The science center at Puget Sound includes Thompson and Harned Halls, which also encompass the Brown Family Courtyard, includes many "science on display" elements.
About the Center
Puget Sound's Science Center, comprised of Harned Hall and Thompson Hall, is home to classrooms, laboratories, and equipment for the study of biology, chemistry, environmental science, geology, mathematics, computer science, and physics.
Designed to meet the U.S. Green Building Council’s LEED Silver standards, using sustainable materials and adhering to stringent environmental guidelines, the 51,000-square-foot Harned Hall facilitates the contemporary study of science and encourages creative interaction among faculty and students, particularly at the intersection of various scientific disciplines. A key feature of Harned Hall is Science on Display, a series of physical installations and artistic representations of the principles of science, mathematics, and technology throughout the building. Thompson Hall, built in 1967, was named by the Board of Trustees in honor of the university's tenth president, R. Franklin Thompson.
SCIENCE ON DISPLAY
From the model of a juvenile whale suspended as if midswim that beckons visitors into Harned Hall’s main lobby, to the tile representation of Pi in binary code planned for the third floor of Thompson Hall, the Science Center at Puget Sound serves as a gateway to the worlds of exploration and discovery.

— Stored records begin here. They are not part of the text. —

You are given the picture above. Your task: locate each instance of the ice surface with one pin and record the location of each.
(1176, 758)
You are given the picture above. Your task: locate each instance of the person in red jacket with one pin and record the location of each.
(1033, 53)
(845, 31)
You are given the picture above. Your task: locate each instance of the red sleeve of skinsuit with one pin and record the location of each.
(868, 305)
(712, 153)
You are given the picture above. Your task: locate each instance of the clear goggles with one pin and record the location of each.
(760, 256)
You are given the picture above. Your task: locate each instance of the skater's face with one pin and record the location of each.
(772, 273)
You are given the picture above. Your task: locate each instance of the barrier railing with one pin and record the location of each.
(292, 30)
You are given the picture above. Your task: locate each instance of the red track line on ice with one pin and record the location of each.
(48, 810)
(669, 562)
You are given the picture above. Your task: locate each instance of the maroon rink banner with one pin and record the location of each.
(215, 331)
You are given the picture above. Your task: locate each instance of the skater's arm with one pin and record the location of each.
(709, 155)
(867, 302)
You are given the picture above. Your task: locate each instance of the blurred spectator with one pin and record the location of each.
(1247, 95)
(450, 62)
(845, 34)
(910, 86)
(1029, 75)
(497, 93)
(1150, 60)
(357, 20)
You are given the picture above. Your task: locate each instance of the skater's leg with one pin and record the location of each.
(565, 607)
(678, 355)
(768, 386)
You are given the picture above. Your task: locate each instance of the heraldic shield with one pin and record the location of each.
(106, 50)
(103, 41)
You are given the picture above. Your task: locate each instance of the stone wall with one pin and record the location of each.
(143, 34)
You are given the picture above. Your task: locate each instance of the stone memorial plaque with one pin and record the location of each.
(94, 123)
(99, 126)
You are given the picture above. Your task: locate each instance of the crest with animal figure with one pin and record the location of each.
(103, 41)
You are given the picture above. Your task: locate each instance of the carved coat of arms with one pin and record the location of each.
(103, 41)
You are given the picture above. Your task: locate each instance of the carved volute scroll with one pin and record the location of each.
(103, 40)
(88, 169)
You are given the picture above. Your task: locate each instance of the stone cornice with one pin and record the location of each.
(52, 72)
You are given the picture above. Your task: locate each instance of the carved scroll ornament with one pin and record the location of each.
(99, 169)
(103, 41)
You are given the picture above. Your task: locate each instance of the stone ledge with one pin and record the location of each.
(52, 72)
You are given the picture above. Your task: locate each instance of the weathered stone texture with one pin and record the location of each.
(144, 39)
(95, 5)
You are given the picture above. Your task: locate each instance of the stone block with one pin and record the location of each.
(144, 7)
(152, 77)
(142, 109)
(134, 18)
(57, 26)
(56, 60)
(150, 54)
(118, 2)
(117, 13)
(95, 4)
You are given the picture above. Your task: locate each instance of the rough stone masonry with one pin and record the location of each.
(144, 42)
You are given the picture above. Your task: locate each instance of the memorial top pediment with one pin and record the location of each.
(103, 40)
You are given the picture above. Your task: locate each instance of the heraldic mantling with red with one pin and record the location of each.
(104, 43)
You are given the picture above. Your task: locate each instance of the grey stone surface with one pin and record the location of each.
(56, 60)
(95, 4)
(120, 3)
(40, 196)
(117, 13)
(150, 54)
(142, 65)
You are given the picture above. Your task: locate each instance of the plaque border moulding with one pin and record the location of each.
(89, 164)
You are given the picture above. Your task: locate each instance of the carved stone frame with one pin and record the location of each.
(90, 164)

But “Science on Display” is not just a term to describe skeletons and wall art. It is a philosophy of teaching, learning, and integrating the study of science into the very experience of walking through the building. At every turn, visitors of the Science Center will encounter exhibits, puzzles, and spaces that bring elements of the physical world to life. Here, the study of science is tangible. Each brick in the courtyard demonstrates a mathematical principle. Each decorative mosaic showcases nature’s order. Each artistic rendering of a biological, mechanical, or environmental principle engages the mind and ignites the imagination. We invite you to learn about the science on display at Puget Sound.
Juvenile Gray Whale
In March of 1973, a young male gray whale was found dead near the mouth of the Columbia River near Chinook, Wash. Twenty-seven feet in length and weighing close to six tons, the 14-month-old whale probably died while migrating north from Baja, Calif. The entire skeleton was recovered and donated to the Slater Museum of Natural History to be displayed as part of the museum’s permanent collection and now hangs suspended between the first and second floors of the main lobby of Harned Hall, greeting visitors as majestically as if welcoming them to the depths of the Pacific Ocean.

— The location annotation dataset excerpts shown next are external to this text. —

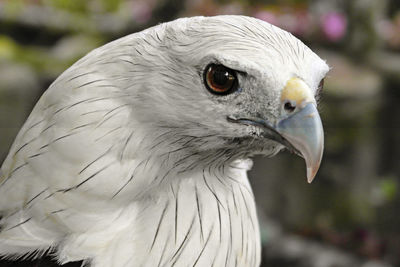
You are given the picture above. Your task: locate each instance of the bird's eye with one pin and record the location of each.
(220, 80)
(321, 85)
(319, 90)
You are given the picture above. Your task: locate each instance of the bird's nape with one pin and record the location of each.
(137, 155)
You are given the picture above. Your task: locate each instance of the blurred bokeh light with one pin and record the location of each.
(349, 216)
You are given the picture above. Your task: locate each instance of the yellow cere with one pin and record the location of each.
(298, 91)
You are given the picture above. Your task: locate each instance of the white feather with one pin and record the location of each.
(127, 160)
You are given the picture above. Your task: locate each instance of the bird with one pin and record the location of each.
(137, 155)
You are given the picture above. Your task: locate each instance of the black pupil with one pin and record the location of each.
(221, 76)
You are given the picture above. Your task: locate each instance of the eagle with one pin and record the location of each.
(137, 155)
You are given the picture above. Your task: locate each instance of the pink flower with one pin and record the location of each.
(266, 16)
(334, 26)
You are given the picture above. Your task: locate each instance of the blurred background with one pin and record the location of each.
(350, 215)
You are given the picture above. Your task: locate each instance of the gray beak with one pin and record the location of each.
(300, 129)
(304, 131)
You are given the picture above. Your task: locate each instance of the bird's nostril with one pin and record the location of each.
(289, 106)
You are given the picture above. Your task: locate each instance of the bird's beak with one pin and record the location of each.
(299, 128)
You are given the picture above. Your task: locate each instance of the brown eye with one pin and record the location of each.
(220, 80)
(321, 85)
(319, 90)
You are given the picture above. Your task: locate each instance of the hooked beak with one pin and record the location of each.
(299, 128)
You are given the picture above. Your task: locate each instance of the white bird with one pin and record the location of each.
(137, 154)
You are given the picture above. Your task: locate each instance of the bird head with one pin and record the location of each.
(230, 87)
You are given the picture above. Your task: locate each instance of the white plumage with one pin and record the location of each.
(128, 160)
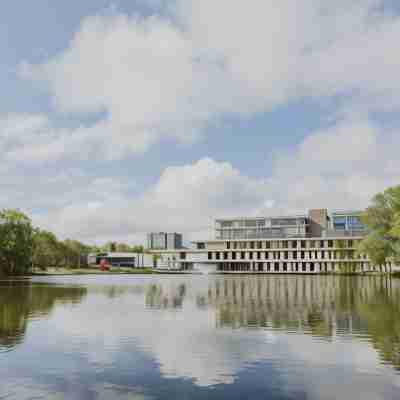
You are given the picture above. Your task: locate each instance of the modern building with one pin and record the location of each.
(133, 260)
(164, 241)
(316, 242)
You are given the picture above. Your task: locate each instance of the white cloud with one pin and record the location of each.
(184, 199)
(341, 167)
(155, 77)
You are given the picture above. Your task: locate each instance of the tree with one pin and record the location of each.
(16, 242)
(46, 249)
(383, 221)
(376, 248)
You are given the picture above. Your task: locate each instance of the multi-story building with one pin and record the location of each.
(164, 241)
(320, 241)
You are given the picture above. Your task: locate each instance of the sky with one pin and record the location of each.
(120, 118)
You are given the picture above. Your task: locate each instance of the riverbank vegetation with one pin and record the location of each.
(382, 218)
(26, 249)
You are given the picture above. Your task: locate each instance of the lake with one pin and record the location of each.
(200, 337)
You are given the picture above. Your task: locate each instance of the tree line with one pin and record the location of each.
(382, 219)
(24, 248)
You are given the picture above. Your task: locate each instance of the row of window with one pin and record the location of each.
(295, 267)
(289, 244)
(278, 255)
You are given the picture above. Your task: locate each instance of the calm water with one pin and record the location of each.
(200, 337)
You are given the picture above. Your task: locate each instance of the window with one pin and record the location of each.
(339, 223)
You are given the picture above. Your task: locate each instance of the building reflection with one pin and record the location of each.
(22, 301)
(326, 307)
(161, 297)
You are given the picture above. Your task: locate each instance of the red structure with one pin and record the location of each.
(104, 265)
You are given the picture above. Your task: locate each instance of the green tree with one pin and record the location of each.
(16, 242)
(376, 248)
(382, 218)
(46, 249)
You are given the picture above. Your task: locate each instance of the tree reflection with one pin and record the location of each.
(21, 301)
(321, 306)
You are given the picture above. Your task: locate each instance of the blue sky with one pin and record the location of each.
(119, 118)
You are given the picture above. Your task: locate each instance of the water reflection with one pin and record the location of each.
(21, 301)
(279, 337)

For more information on the juvenile gray whale, see the Slater Museum page.
Foucault Pendulum
In the mid-19th century, French physicist Jean Foucault (foo-KOH) became the first scientist to demonstrate the rotation of the earth using laboratory apparatus instead of astronomical observations. In 1851 he shared his pendulum demonstration with the public at the Parthenon in Paris, where it can still be viewed today.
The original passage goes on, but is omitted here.